While the defensive rating is never particularly good with Butler out of the lineup, it hasn’t been terribly good with him healthy, either.

The team’s defensive rating with him on the floor this season is 105.3, which would be good enough for 11th in the league. When he’s off the floor, that number balloons to 114.7 — last by a comfortable margin.

The good news that’s come in his absence is the Wolves seem to have worked out a way to defend at a superior level even with him off the floor.

It’s still bad defense, but it’s an improvement from where it was.

But Butler has been clear in the past: he is not a numbers guy. He just knows his team has improved.

“I can tell that my guys want to win, that they’re out there competing home and away,” he said. “They know how important each and every game is, so that’s all you can ask for.”

And while every metric might suggest that his team is getting better — a statement he would likely agree with — his angst is clearly to get back out on the floor.

“Four to six weeks without basketball is an eternity for me,” Butler said. “That’s all anybody in this league has ever done. So when you have to wake up knowing you can’t compete; being out there with guys you’ve been with all year long. That’s the toughest part.”
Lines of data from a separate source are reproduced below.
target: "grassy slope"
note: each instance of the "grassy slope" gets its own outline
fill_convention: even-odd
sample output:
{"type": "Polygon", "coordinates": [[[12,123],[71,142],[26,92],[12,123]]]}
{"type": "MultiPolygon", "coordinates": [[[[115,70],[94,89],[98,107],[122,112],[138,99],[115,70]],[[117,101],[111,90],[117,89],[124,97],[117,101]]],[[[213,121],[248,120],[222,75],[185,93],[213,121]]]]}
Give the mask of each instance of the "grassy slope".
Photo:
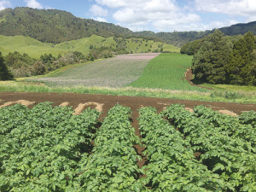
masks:
{"type": "Polygon", "coordinates": [[[18,51],[28,54],[31,57],[38,59],[45,53],[57,56],[59,53],[67,53],[67,49],[53,48],[50,44],[44,44],[34,38],[21,35],[7,37],[0,35],[0,52],[6,55],[9,52],[18,51]]]}
{"type": "MultiPolygon", "coordinates": [[[[152,55],[152,54],[150,54],[152,55]]],[[[137,59],[139,55],[118,55],[107,60],[65,67],[46,78],[30,79],[51,86],[124,87],[137,79],[151,57],[137,59]]],[[[145,56],[144,55],[142,55],[145,56]]]]}
{"type": "Polygon", "coordinates": [[[172,44],[162,44],[160,42],[154,42],[153,40],[143,40],[143,38],[128,38],[126,39],[126,46],[130,51],[134,53],[145,53],[154,51],[156,49],[159,50],[163,47],[164,51],[177,52],[180,49],[172,44]],[[150,49],[150,51],[148,51],[150,49]]]}
{"type": "MultiPolygon", "coordinates": [[[[134,39],[137,39],[138,43],[136,43],[136,41],[131,42],[131,39],[126,40],[127,49],[134,53],[148,51],[148,49],[150,49],[152,51],[155,49],[159,49],[160,50],[160,48],[159,48],[159,46],[162,44],[159,42],[146,42],[146,40],[143,41],[142,38],[134,39]],[[142,44],[140,41],[142,41],[142,44]],[[146,46],[146,44],[148,44],[148,46],[146,46]],[[152,48],[150,48],[150,45],[152,48]]],[[[113,37],[104,38],[100,36],[93,35],[90,38],[84,38],[58,44],[44,44],[29,37],[7,37],[0,35],[0,52],[2,52],[3,55],[6,55],[9,52],[18,51],[20,54],[26,53],[31,57],[38,59],[41,55],[45,53],[52,54],[54,56],[56,56],[59,53],[62,55],[70,50],[77,50],[87,55],[90,52],[90,45],[96,48],[100,48],[102,46],[110,47],[115,46],[116,42],[113,40],[113,37]]],[[[166,51],[179,52],[179,48],[177,48],[172,44],[163,44],[163,49],[166,51]]]]}

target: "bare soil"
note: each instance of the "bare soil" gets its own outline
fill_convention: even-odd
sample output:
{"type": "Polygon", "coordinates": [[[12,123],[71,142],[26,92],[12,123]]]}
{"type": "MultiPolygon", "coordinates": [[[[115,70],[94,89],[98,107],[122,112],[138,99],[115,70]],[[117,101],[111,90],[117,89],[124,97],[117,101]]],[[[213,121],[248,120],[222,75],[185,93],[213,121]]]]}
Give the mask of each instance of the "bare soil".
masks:
{"type": "MultiPolygon", "coordinates": [[[[0,108],[9,105],[21,103],[29,108],[44,102],[52,102],[53,106],[73,106],[75,113],[79,114],[86,108],[97,108],[102,111],[101,120],[107,116],[107,112],[115,104],[130,107],[132,110],[132,125],[136,128],[136,134],[140,137],[137,118],[139,116],[137,109],[142,107],[154,107],[158,112],[164,108],[174,103],[179,103],[193,111],[193,108],[197,105],[205,105],[230,115],[236,115],[245,111],[256,111],[256,104],[239,104],[231,102],[200,102],[188,100],[174,100],[154,97],[137,97],[137,96],[117,96],[108,95],[90,95],[76,93],[22,93],[22,92],[0,92],[0,108]]],[[[139,154],[142,154],[143,148],[135,146],[139,154]]],[[[137,164],[142,167],[145,163],[146,157],[137,164]]]]}

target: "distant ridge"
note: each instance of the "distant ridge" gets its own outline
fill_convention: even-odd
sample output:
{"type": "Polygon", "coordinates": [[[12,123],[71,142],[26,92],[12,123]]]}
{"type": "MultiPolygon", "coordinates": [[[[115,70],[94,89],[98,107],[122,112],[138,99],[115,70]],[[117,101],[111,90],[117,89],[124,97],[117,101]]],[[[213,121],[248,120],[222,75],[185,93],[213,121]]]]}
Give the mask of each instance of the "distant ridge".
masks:
{"type": "Polygon", "coordinates": [[[0,34],[29,36],[56,44],[94,34],[108,38],[132,35],[133,32],[111,23],[78,18],[67,11],[15,8],[0,11],[0,34]]]}
{"type": "MultiPolygon", "coordinates": [[[[256,21],[239,23],[219,28],[225,35],[243,35],[251,31],[256,34],[256,21]]],[[[44,43],[58,44],[92,35],[109,37],[151,37],[155,41],[181,47],[189,41],[201,38],[213,32],[134,32],[114,24],[99,22],[91,19],[75,17],[69,12],[57,9],[32,8],[6,9],[0,11],[0,34],[5,36],[29,36],[44,43]]]]}

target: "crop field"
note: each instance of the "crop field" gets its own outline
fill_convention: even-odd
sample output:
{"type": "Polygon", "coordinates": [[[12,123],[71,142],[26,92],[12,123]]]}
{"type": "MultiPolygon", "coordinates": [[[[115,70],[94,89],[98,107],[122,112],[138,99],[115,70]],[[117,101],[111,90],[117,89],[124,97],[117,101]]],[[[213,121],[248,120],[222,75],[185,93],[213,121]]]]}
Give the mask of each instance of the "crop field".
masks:
{"type": "Polygon", "coordinates": [[[256,105],[1,93],[0,190],[254,191],[251,109],[256,105]]]}
{"type": "Polygon", "coordinates": [[[51,86],[124,87],[137,80],[148,61],[157,55],[158,53],[117,55],[61,71],[52,77],[29,80],[51,86]]]}
{"type": "Polygon", "coordinates": [[[142,76],[128,84],[132,87],[158,88],[203,91],[205,89],[191,86],[185,79],[191,67],[192,56],[177,53],[161,54],[150,61],[142,76]]]}
{"type": "Polygon", "coordinates": [[[40,55],[45,53],[57,56],[59,53],[63,55],[68,52],[67,49],[54,48],[51,44],[44,44],[29,37],[0,35],[0,52],[6,55],[9,52],[15,51],[28,54],[29,56],[36,59],[39,59],[40,55]]]}
{"type": "Polygon", "coordinates": [[[191,56],[171,54],[130,54],[59,70],[44,78],[30,79],[49,86],[135,87],[207,91],[186,79],[191,56]]]}

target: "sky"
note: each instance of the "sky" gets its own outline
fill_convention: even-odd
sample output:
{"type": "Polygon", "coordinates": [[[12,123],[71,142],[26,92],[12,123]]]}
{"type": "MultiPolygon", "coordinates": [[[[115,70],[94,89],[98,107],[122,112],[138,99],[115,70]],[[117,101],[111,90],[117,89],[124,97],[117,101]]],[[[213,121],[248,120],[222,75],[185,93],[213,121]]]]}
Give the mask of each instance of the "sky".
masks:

This Sunday will mark the four-week period when Butler went down. If the four-to-six week diagnosis is correct, that means his time back on the floor might be coming up quickly.

Still, as Lucas Seehafer wrote after the diagnosis was announced, it’s incredibly hard to make a definite timeline on an injury like this. It’s possible that four weeks is all he’ll need. It’s also possible that it’ll take longer than six weeks.

What we do know is how mentally prepared Butler is heading down the stretch. The Timberwolves are the No. 8 seed in the Western Conference heading into Tuesday’s game against the No. 10-seeded Los Angeles Clippers. A loss wouldn’t take them out of the final slot, but it would continue to hurt their chances.

They’ve now played a number of games without Butler this season, and they’ve looked progressively better as they’ve figured out their temporary post-Butler identity.

But just like any player of his caliber, the wait to return to the floor feels longer for them than it does for anyone watching. But it was clear to everyone in the media room Sunday that Butler feels good about his recovery, his progress and his inevitable return to the court.

“I know I’ll be back sooner rather than later.”

He said he’d be back by the postseason, a time Timberwolves fans haven’t seen since Butler was barely a teenager. It would be as welcome a sight as seeing Butler back in a Wolves uniform.

Not in a t-shirt, a blazer and a uniform being secretly worn underneath.